「判官さん」


しゃくを持って構えたまま、岩にのっていた。
仄矢が呼ぶと、顔だけこっちに向けた。

「あら、さっきの……取材はどうでした?」


「いい写真が撮れました。特に林の中が綺麗で、たくさん撮りましたよ」


「林……入ったのですか?」


「はい……あの、入ってはいけない場所でしたか?」


「林は、ちょっと危ないの。猛獣がいるという噂が流れてるから……」


仄矢の目をじっと見て言った。


「そうだったんですか……。無事に帰ってこれてよかった。もうあそこには行きません」


「本当は案内とかしたいんだけど、ハデス様や閻魔様がいないから忙しいの」


「えっ、ハデス様、まだ戻られていないのですか!?」


「ええ。会議が長引いているのかしら……。だから、代わりにミルフィさんが今の冥府を治めているのです。私もその影響で、死者を裁く役目に就くことに……」


仄矢は、ありがとうございます、とお辞儀してから速足で去っていく。
私たちが追い付いてすぐ、絶対に空操禁書が関わっていると言った。


「会議はもうとっくに終わっています。きっと、帰りに何かが起きたのです。氷裁智さんにも聞きにいきましょう!」


氷裁智さんがどこにいるかわからない。仄矢はわかるの!?
走り出した仄矢を追いかけると、死者を裁いている氷裁智さんのところにきた。


「氷裁智さん、少々お時間いただけますでしょうか?」


「ええ。この人が終われば休憩時間に入るから、待っていてください」


横目で見た後、痩せた男の人を問い詰める。
判決を下した後、立ち上がる。


「で、用件は何ですか?」


「会議の後、お戻りになられていない方がいて、代わりにミルフィさんが冥府を治めていると聞きました。その事について何か知っていることは……」


「あなた、実は天使でしょう?まさか天界にもこのことが伝わってないの?」


氷裁智さんは仄矢の言葉を遮った。
天使だと気付かれてしまったけど、どうするんだろう?私は氷裁智さんが協力者の可能性もあるし、言わない方がいいと思った。

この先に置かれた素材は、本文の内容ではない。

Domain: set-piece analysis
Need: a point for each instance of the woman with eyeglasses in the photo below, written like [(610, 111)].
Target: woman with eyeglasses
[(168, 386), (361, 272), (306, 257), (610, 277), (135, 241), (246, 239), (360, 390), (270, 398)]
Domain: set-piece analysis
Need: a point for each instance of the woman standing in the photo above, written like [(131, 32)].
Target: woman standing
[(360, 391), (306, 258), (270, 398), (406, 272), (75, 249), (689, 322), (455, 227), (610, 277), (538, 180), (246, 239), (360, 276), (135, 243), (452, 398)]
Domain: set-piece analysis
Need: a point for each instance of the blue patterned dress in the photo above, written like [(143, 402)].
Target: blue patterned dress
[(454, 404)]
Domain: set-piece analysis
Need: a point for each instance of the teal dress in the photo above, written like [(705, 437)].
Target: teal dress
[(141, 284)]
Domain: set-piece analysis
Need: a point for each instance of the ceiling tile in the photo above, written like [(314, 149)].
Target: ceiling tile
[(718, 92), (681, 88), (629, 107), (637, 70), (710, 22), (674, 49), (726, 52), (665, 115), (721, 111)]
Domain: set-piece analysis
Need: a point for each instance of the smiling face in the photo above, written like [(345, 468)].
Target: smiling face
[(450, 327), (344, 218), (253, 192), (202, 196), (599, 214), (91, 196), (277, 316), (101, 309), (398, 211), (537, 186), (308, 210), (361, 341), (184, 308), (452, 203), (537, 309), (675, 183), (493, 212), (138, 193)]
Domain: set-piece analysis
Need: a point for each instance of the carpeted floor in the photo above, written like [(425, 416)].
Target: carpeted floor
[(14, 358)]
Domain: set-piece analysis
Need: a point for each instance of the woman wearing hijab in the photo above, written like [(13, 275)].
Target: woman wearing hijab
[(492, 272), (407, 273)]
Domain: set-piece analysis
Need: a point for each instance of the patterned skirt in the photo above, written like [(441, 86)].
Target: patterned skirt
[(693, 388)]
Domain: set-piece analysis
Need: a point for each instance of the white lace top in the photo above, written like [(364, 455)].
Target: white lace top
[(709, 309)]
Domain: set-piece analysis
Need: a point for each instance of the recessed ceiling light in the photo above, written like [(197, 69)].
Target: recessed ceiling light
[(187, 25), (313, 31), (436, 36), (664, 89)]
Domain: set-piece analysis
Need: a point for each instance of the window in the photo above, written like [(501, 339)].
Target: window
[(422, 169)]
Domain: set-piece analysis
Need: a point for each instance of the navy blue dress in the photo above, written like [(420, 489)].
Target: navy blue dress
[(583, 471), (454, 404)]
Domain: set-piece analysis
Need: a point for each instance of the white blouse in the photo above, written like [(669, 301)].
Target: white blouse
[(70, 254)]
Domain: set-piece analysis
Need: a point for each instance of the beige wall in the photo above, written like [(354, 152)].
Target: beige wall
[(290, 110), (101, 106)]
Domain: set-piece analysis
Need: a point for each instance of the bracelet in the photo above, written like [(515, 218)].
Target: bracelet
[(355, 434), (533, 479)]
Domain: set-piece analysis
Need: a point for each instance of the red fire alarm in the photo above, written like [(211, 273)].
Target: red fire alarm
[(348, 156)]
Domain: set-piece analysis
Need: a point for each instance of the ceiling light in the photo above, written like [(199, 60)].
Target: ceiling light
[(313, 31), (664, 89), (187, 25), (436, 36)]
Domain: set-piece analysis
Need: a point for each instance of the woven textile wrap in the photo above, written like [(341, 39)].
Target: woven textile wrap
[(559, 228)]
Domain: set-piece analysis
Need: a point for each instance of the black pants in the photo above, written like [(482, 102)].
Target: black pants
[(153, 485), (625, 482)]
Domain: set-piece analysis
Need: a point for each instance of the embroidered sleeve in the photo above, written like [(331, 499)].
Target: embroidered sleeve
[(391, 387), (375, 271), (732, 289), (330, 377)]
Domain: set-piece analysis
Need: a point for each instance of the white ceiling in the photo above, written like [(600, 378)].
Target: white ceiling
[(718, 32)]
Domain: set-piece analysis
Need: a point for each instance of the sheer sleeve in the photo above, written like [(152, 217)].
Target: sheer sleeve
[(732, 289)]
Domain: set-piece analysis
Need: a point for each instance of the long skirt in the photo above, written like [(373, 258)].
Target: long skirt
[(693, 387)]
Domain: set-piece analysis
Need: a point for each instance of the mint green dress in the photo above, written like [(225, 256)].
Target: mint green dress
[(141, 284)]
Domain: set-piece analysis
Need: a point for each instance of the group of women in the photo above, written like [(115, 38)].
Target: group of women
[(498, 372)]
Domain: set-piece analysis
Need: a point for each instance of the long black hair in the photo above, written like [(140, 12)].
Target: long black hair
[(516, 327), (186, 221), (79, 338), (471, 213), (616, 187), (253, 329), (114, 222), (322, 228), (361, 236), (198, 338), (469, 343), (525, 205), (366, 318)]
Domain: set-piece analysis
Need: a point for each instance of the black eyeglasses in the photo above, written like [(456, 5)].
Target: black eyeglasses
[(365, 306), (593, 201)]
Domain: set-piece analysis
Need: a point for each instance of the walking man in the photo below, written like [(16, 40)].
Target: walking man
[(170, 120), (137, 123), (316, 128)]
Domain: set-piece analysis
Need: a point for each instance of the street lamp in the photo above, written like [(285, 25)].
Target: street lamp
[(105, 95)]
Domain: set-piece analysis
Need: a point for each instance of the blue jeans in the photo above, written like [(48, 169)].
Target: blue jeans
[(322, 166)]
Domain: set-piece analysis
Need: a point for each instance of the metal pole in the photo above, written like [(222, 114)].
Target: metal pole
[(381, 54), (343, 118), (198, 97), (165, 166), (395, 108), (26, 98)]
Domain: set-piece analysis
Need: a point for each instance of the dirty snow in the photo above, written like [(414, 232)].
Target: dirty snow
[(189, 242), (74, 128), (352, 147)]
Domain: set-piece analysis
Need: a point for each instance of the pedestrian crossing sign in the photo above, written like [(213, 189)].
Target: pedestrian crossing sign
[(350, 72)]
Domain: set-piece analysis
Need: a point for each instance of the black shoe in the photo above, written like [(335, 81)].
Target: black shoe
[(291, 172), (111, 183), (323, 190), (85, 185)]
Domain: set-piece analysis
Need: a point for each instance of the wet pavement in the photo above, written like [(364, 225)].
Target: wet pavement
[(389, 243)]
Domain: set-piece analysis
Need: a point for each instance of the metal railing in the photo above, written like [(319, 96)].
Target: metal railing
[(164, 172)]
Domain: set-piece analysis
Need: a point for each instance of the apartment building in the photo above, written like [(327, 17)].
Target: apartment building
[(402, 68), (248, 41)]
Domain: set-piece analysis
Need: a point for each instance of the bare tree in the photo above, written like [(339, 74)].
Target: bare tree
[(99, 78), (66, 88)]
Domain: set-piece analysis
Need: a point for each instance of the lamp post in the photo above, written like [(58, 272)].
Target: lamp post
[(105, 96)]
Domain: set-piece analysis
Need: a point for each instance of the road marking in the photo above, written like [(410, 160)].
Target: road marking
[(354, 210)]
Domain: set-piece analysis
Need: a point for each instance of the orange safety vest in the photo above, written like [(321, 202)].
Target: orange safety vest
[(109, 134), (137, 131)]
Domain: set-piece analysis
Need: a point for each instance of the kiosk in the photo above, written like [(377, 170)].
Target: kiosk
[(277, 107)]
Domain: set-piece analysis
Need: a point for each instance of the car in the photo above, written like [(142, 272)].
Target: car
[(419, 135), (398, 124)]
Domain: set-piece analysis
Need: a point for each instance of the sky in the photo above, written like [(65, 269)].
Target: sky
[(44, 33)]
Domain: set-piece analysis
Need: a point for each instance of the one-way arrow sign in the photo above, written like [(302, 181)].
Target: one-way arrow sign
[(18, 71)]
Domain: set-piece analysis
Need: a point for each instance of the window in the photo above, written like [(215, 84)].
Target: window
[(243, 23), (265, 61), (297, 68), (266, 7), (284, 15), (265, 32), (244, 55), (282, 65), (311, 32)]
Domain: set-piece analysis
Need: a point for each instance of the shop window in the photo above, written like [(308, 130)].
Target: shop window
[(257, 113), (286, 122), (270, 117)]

「……はい。冥府にいる、空操禁書の協力者を見つけ出し、魔力源を絶てと命じられています。まだお戻りになられていないという情報は、天界に届いていません」


「このことを知らせるため、冥府は遣いを送った。……まだ着いていないということか。途中の道に何かあるな」


天界と冥府の間に空操禁書がいる。
冥府を治めるくらいの力を持っていても止めるくらいだから、とても強力なんだろう。
私はぞっとした。魔力源を壊せば弱体化するかな?


「空操禁書の協力者か。怪しい人物がいます。あなたは気付いていらっしゃるかもしれませんが」


しゃくで口が隠れているからか、目に注目してしまう。
氷裁智さんったら視線で仄矢を刺してしまいそうだ。


「はい、あの人でしょう。ですが決定的な証拠はまだ見つかっていません。引き続き捜査します」


「そう。明日の午前九時に、また話し合いましょう」


服の裾を揺らし、氷裁智さんは去っていった。


「みなさん疲れたでしょう。戻って休みましょうか」


疲れたので返事することもなく、とぼとぼと歩く。
早く部屋に戻って足を休めたい。